Supply Chain Enabled

Re-emergence of Resilience

Published: February 9, 2021
Author: Lorcan Sheehan

Re-emergence of Resilience

On March 11th, 2011 – just 10 years ago – a 9.1 magnitude earthquake struck just 231 miles northeast of Tokyo. The resulting tsunami triggered a sequence of events causing significant loss of life, damage to a nuclear reactor in Fukushima, and months of disruption to the automotive and other industries that had high concentrations in Japan.

This followed disruption in 2010 where large parts of European air space was closed for a week following the eruption of the Eyjafjallajökull volcano in Iceland. In July of 2011, the electronics and other industries in Thailand were disrupted by severe flooding following the monsoon season.

Three major disruptive events occurring within 16 months outlined the truly global nature of supply chains. Companies discovered a vulnerability to tier three and tier four suppliers that were previously invisible to corporate supply chain teams.

Supply chain risk management shot to the top of the priority list for companies around the world.  Nine years later, as we dealt with the early impacts of a global pandemic, many companies found that their approach to managing and responding to risks within their supply chains fell short of where they needed it to be.
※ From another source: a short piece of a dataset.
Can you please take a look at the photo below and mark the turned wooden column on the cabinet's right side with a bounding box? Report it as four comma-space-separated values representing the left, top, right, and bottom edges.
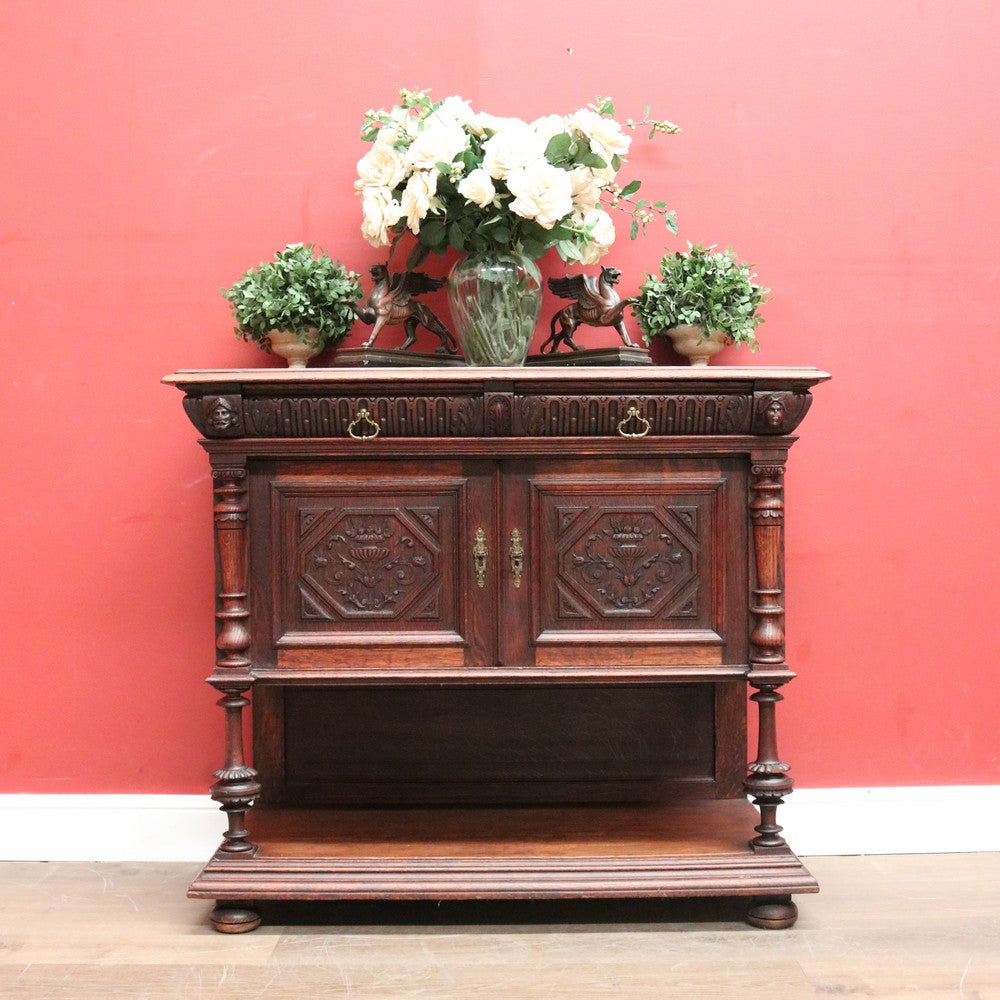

As companies emerge from the immediate impacts of the pandemic, many are now re-examining resilience frameworks in their supply chains. The shift to resilience reflects the need not just to manage risks, but to build the ability to respond and recover within the supply chain. We set out below some elements to consider in your risk management framework.

  1. Scope
  • Document and maintain the physical and digital scope of the supply chain
  • Define a portfolio of potential risk events or event types to be considered
  • Maintain and refine the scope as part of the governance process
  1. Prepare

Not all risks are the same so determine a measure of vulnerability that is appropriate to the business – e.g. revenue at risk.

  • Key risk indicators – impact of a potential risk event and likelihood of occurrence
  • Risk event planning – categorising risks and development of risk response templates. Defining processes, roles, information requirements within each template.   Testing the templates.
  • Define risk event triggers – the conditions that exist that will trigger a risk response
  1. Monitor Risks

Establish a process and mechanism to monitor and report on key risk types;

  • Geographic risks
  • Supplier risks
  • Cybersecurity risks
  • Regulatory and trade risks
  1. Manage, Act, and Learn
  • Risk management governance – this must be a living process, with scheduled reviews, reporting, testing, and documented improvements
  • Active risk engagement – from triggering of risk conditions, activation of risk templates, modifying the plan for actual conditions, and the management of reporting and visibility through the risk management process
  • Post-event learning – review of risk event actions and responses to identify learnings for future planning

There is not an expectation that companies will have considered all risk scenarios.   Certainly, none would have envisioned the level of disruption caused by the pandemic.

Those with existing plans and templates, however, were better able to modify them to deal with the uncertainty over the last 12 months.